Historically, human rights abuses, violations, and war crimes have been extremely hard to verify once reported, often due to the remoteness of the incident, a state’s reluctance to cooperate, or conflicting accounts of events. With the introduction of satellite surveillance technology, earth observation has been revolutionized, and this technology may now be used to expose atrocities where such difficulties arise. A new generation of satellites, approximately the size of shoeboxes, are so advanced that they have the ability to identify people or analyze the direction in which a vehicle is travelling from the orientation of its windshield.
For organizations like Amnesty International and Human Rights Watch (HRW), satellite technology allows for past and present abuses to be traced through images and analysis in parts of the world where access is limited. As a result, awareness can be brought to issues that might otherwise go unnoticed.

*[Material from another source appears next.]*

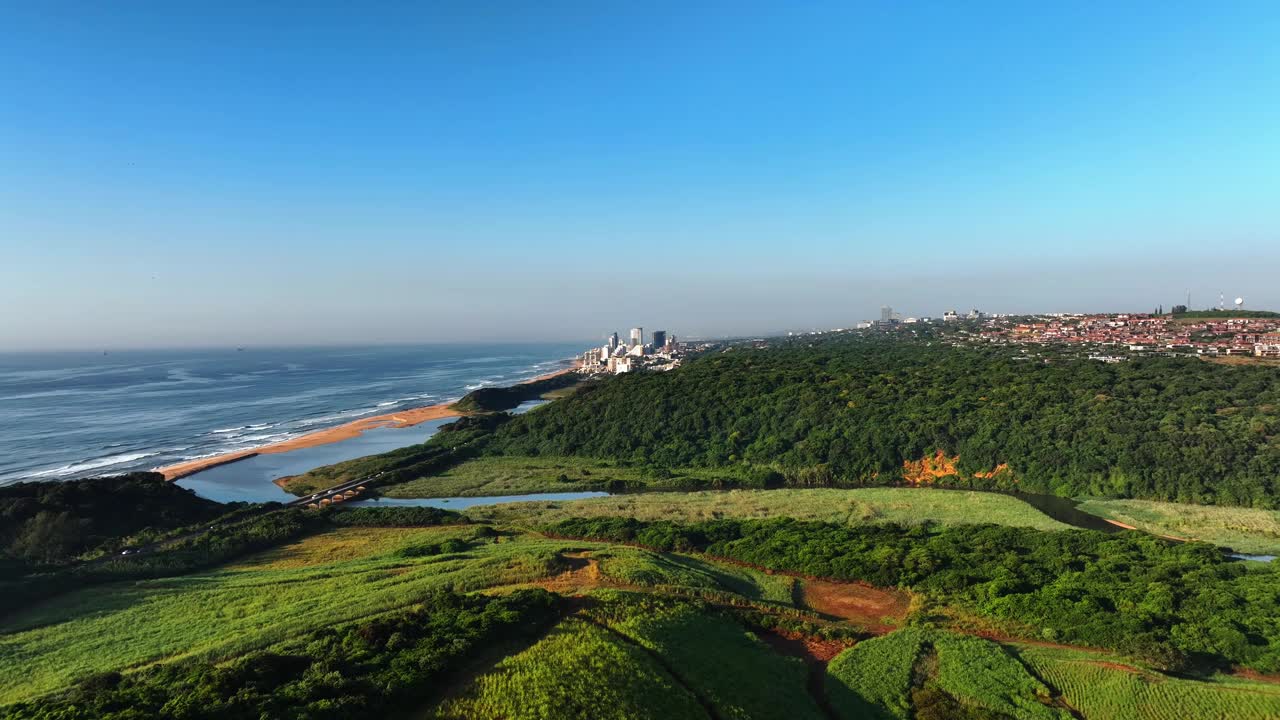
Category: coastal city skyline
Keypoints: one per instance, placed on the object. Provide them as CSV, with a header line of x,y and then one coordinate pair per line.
x,y
416,181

HRW satellite imagery analyst Josh Lyons says that these new satellites, with a resolution of 30cm per pixel, are revolutionary in that they create “a value and confidence and insight that were impossible otherwise.” Lyons added that this technology is “as important as any other development in the history of space and observation.” In his role at the HRW, Lyons can be contacted to analyze imagery from around the globe. “Normally what happens is the research is overwhelmed with rumors, stories and calls and it’s very hard for them to triage and evaluate these different ideas,” he says. “There’s a lot of false leads constantly distracting them.”
Despite the advanced scope of these satellites, they typically only capture moments directly before or after an event. The effect of this is that satellite images are always susceptible to misinterpretation and are only as good as the analyst examining them. The most notable failing occurred in 2013, when US Secretary of State Colin Powell used satellite images as evidence that Iraq was stockpiling weapons of mass destruction to build a case to go to war. His interpretation of these images was later proven to be false, and was even labelled by Powell himself as “a great intelligence failure.” This mistake still creates challenges for human rights organizations attempting to persuade dubious governments of the existence of human rights abuses.
Despite Powell’s infamous failure, which proved even state-of-the-art military technology is irrelevant unless interpreted correctly, there have also been many significant triumphs. Satellite imagery has, among other things, helped to successfully locate mass graves in Burundi and prison camps in North Korea, identify Nigerian Boko Haram attacks, and recently to expose a far-reaching campaign of arson against Rohingya villages across Myanmar.
The use of satellites is still a relatively new research tool in the investigation of human rights offenses, but it is clear that the technology is quickly becoming an essential instrument in identifying, recording, and hopefully even preventing these atrocities in the future. A key advantage of this technology is the ability to confront denialism, as occurred when the Myanmar military rejected all allegations of abuse against the Rohingya population. There are still issues around the quantity and quality of the images, with factors such as cloudy weather causing significant delays in accessing useful images, but it is exciting to think that as satellites continue to improve, so will their ability to protect vulnerable individuals across the planet.